Der Doppeljahrgang hat die Abiturprüfungen bereits hinter sich. Laut der Schulen schnitten die G-8-Schüler nicht schlechter ab als die G-9-Schüler. Foto: dapd

Jede Schule soll auch G-9-Züge anbieten dürfen – Grün-Rot hält aber an begrenzter Zahl von Modellschulen fest.

Stuttgart - Vier von fünf Gymnasiasten an den 22 Modellschulen, die eine Wahl zulassen, haben sich für den neunjährigen Weg zum Abitur (G 9) entschieden. G 8 sei jedoch nicht gescheitert, sagen Schulleiter und Eltern. Sie fordern, dass Schulen künftig beide Formen anbieten.

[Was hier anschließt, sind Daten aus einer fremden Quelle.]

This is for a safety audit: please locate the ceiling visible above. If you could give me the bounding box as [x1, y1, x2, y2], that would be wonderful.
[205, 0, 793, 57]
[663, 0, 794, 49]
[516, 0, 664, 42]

Katharina Hellriegel ist verärgert. Ihr Sohn ist ein kluger Kopf, interessiert sich für Sport, Musik, ist aufgeschlossen und trifft sich gern mit Freunden. „Nur kann er das alles neben der Schule kaum noch“, sagt sie. 37 Stunden verbringt der Zehntklässler pro Woche im Gymnasium Königin-Olga-Stift im Stuttgarter Westen. Im Jahr zuvor waren es 36, davor 35 Stunden. Dreimal pro Woche hat er Mittagsschule.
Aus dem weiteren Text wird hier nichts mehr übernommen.